Aspects of the present invention are described above with reference to flowchart illustrations and/or block diagrams of methods, apparatus (systems) and computer program products according to embodiments of the invention. It will be understood that each block of the flowchart illustrations and/or block diagrams, and combinations of blocks in the flowchart illustrations and/or block diagrams, can be implemented by computer program instructions. These computer program instructions may be provided to a processor of a general purpose computer, special purpose computer, or other programmable data processing apparatus to produce a machine, such that the instructions, which execute via the processor of the computer or other programmable data processing apparatus, create means for implementing the functions/acts specified in the flowchart and/or block diagram block or blocks.

These computer program instructions may also be stored in a computer readable medium that can direct a computer, other programmable data processing apparatus, or other devices to function in a particular manner, such that the instructions stored in the computer readable medium produce an article of manufacture including instructions which implement the function/act specified in the flowchart and/or block diagram block or blocks.

The computer program instructions may also be loaded onto a computer, other programmable data processing apparatus, or other devices to cause a series of operational steps to be performed on the computer, other programmable apparatus or other devices to produce a computer implemented process such that the instructions which execute on the computer or other programmable apparatus provide processes for implementing the functions/acts specified in the flowchart and/or block diagram block or blocks.

The flowchart and block diagrams in the Figures illustrate the architecture, functionality, and operation of possible implementations of systems, methods and computer program products according to various embodiments of the present invention.
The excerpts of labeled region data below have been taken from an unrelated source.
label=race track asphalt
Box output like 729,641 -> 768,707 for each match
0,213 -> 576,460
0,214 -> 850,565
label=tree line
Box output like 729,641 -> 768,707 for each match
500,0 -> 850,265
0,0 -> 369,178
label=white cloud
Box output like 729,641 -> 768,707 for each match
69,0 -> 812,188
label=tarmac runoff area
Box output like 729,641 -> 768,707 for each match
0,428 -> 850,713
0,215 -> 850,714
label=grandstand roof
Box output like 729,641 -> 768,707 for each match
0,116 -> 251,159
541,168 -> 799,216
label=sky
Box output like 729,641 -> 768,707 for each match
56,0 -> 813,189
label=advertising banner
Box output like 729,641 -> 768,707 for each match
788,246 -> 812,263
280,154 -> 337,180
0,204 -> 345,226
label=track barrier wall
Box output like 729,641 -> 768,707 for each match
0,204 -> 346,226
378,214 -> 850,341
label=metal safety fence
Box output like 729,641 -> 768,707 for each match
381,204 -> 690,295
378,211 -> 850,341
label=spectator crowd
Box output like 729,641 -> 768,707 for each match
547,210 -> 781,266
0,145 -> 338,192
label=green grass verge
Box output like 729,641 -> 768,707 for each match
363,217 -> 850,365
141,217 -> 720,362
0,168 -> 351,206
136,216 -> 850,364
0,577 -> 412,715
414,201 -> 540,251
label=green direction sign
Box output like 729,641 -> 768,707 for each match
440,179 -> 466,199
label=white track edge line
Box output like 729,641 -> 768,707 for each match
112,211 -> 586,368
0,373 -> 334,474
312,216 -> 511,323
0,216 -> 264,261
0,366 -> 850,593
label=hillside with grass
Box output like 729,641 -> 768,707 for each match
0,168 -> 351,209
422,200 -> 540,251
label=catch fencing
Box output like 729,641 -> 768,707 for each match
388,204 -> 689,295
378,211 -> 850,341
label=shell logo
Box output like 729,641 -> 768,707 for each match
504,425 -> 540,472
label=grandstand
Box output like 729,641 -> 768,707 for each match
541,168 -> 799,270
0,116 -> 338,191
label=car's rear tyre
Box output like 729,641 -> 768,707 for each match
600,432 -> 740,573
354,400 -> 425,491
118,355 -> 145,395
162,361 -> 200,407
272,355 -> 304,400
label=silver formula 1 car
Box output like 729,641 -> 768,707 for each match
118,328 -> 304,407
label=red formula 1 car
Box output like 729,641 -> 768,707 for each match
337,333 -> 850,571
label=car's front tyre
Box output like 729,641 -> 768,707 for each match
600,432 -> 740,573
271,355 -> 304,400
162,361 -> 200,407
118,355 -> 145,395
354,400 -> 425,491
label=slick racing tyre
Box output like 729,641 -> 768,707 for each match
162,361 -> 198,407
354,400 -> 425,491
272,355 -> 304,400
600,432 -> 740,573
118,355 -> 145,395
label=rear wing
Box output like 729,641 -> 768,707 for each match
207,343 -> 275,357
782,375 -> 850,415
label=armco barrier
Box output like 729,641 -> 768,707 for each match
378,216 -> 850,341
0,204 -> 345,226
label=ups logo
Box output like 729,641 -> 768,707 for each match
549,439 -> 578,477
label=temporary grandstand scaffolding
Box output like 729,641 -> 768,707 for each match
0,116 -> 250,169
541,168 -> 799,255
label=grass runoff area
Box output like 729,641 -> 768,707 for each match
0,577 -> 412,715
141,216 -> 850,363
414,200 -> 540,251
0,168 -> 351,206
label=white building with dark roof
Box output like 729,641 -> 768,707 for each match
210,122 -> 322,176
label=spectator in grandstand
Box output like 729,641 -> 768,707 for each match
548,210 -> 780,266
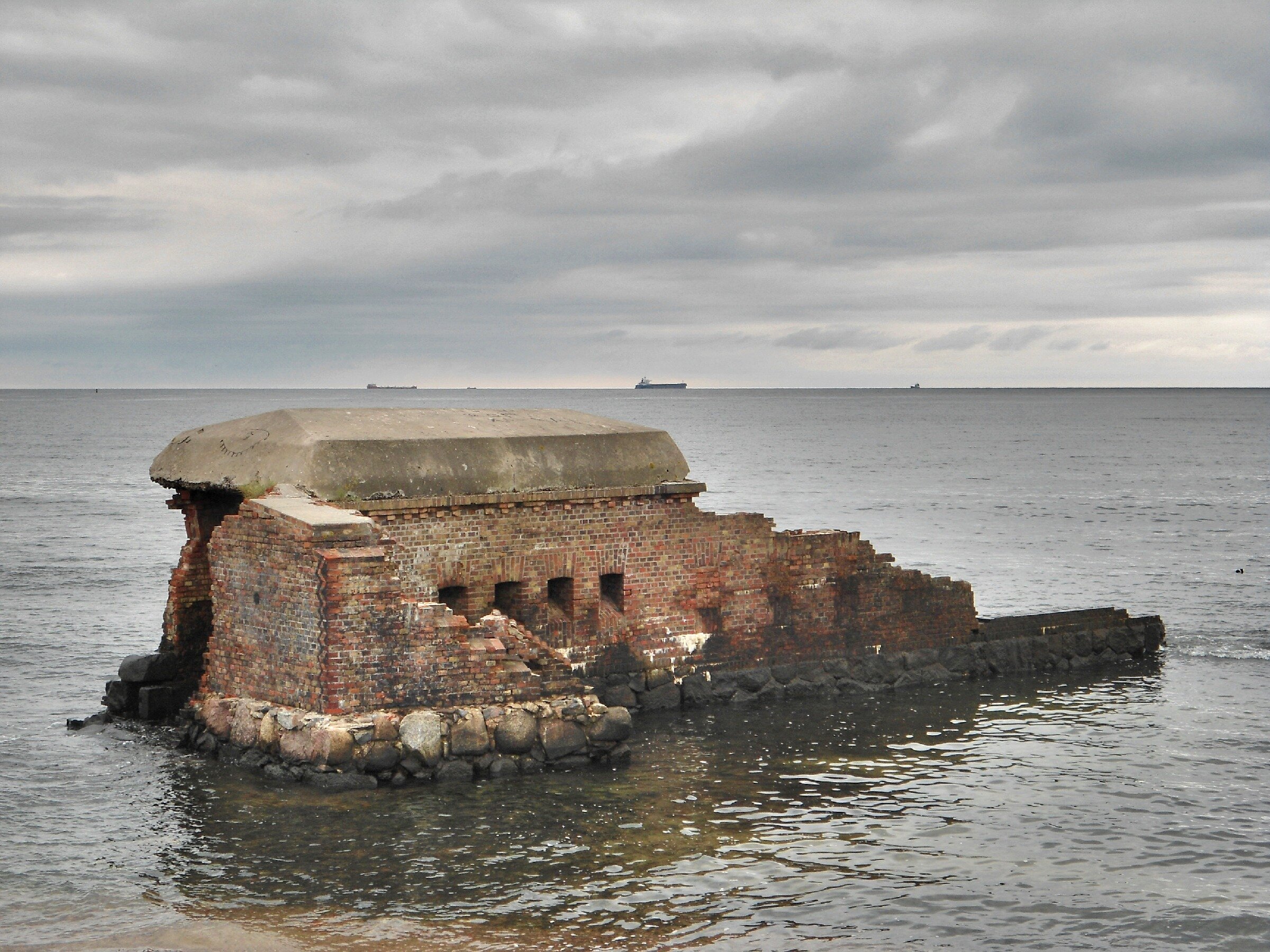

In this regard, each block in the flowchart or block diagrams may represent a module, segment, or portion of code, which comprises one or more executable instructions for implementing the specified logical function(s). It should also be noted that, in some alternative implementations, the functions noted in the block may occur out of the order noted in the figures. For example, two blocks shown in succession may, in fact, be executed substantially concurrently, or the blocks may sometimes be executed in the reverse order, depending upon the functionality involved. It will also be noted that each block of the block diagrams and/or flowchart illustration, and combinations of blocks in the block diagrams and/or flowchart illustration, can be implemented by special purpose hardware-based systems that perform the specified functions or acts, or combinations of special purpose hardware and computer instructions.

While various embodiments have been described above, it should be understood that they have been presented by way of example only, and not limitation. The descriptions are not intended to limit the scope of the technology to the particular forms set forth herein. Thus, the breadth and scope of a preferred embodiment should not be limited by any of the above-described exemplary embodiments. It should be understood that the above description is illustrative and not restrictive. To the contrary, the present descriptions are intended to cover such alternatives, modifications, and equivalents as may be included within the spirit and scope of the technology as defined by the appended claims and otherwise appreciated by one of ordinary skill in the art. The scope of the technology should, therefore, be determined not with reference to the above description, but instead should be determined with reference to the appended claims along with their full scope of equivalents.